Re: BAD CPU --> SIG11 (mine appears to be caused by cache)

wiegley@teamster.usc.edu
Sat, 25 May 1996 19:11:34 -0700 (PDT)


Ok, so I too am having the same probalem with an Iwill motherboard
(the P54TSW2 model with built-in AHA-2940UW) and P166 that I bought
last weekend. I have never had a singal 11 error before and before I
go shooting my mouth off to the dealer I did some testing as you all
suggested...

This board comes with a 512K pipelined burst cache soldered to the
board. With the external cache turned on in the BIOS I can run

#!/bin/sh
for i in 0 1 2 3 4 ; do
for j in 0 1 2 3 4 5 6 7 8 9 ; do
make clean; make zImage >& log.$i$j
done
done

and approx 1 out of every 4 'make zImage's fails with

gcc: Internal compiler error: program cc1 got fatal signal 11

and they fail in different spots of course, so I doubt its software
related. (With the external cache turned on I also seem to always have
corrupt filesystems when I reboot and get to the fsck checkpoint, if
that matters any).

With the external cache turned off I can do the same thing and it
builds all 50 kernels without a hitch and no signal 11 or any other
errors.

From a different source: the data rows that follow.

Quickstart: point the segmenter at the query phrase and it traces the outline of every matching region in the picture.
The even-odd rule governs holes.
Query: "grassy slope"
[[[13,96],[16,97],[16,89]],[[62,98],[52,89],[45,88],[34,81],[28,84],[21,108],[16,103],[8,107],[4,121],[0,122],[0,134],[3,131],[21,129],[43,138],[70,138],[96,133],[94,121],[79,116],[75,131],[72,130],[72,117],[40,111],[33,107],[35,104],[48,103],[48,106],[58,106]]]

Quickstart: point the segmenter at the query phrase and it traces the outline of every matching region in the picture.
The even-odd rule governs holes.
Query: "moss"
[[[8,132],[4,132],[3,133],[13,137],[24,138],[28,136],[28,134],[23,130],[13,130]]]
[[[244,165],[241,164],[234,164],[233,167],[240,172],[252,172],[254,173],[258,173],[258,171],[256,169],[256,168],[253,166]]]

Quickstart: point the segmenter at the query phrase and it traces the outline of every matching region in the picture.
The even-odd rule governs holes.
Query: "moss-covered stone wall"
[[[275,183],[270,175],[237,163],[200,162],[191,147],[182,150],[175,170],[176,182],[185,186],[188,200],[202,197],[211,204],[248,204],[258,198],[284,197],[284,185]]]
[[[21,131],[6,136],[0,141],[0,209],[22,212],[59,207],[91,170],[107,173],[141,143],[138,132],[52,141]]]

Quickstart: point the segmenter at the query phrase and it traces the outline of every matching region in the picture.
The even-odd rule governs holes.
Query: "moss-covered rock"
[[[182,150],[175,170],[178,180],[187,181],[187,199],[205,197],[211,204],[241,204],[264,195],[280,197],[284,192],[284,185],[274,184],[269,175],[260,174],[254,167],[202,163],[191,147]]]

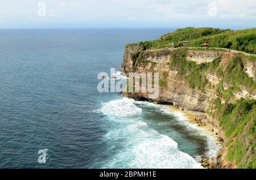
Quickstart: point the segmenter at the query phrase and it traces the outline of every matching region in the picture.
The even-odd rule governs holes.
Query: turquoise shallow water
[[[126,44],[173,30],[1,30],[0,168],[200,167],[216,147],[180,114],[97,91]]]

Of course this takes significantly longer and is undesirable
because I don't have a cache.

Can I be pretty certain then at this point that this error I am
getting is due to a faulty cache on this motherboard and that it
should be exchanged? This motherboard is supposed to support 180Mhz
and 200Mhz CPUs as well so I would think that the cache should perform
flawlessly with a 166Mhz CPU. Am I wrong here?

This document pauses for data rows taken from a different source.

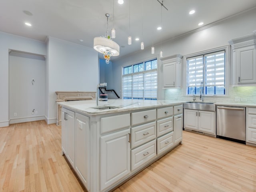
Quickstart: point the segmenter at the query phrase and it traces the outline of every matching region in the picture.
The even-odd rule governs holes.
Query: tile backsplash
[[[196,98],[196,101],[200,101],[199,96]],[[192,101],[193,96],[184,95],[182,88],[167,89],[165,90],[165,99]],[[230,87],[228,96],[205,96],[204,101],[256,104],[256,86]]]

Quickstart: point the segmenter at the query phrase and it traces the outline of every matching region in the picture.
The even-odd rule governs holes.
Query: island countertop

Or am I missing something entirely? Could it actually be the CPU's
fault trying to access cache memory or what-not? I don't have another
P166 lying around to do testing with and I would like to be as firm as
possible with my dealer about getting a replacement on Tuesday. 'Cause
you all have probably been through the drill...

dlr: What problem are you having?
you: gcc fails because of signal 11 errors caused by faulty hardware.
dlr: gcc? signal 11?? never heard of these errors, what software are
you using?
you: linux, a superb and excellent operating system but that is besides
the poi...
dlr: oh, it must be problem with software. What errors is DOS or Windows
giving you?
you: no, its not the software and I dont use DOS...
dlr: you should use Window...
you: this is not about what O/S I use. with the cache turned on it
screws up with the cache disabled it works fine, hence it
must be a problem with the cache...
dlr: but if you dont use DOS how do you know you are getting errors?...
you: AAAAAAARRRRRRRRRRRGGGGGGGGHHHHHHHHHHH! blam blam blam blam blam
tv: earlier today a terrible shooting occurred in a neighborhood shop...

So would you, or would you not, say this pretty much nails it down as
an external cache/motherboard problem? (I can't replace just the
cache)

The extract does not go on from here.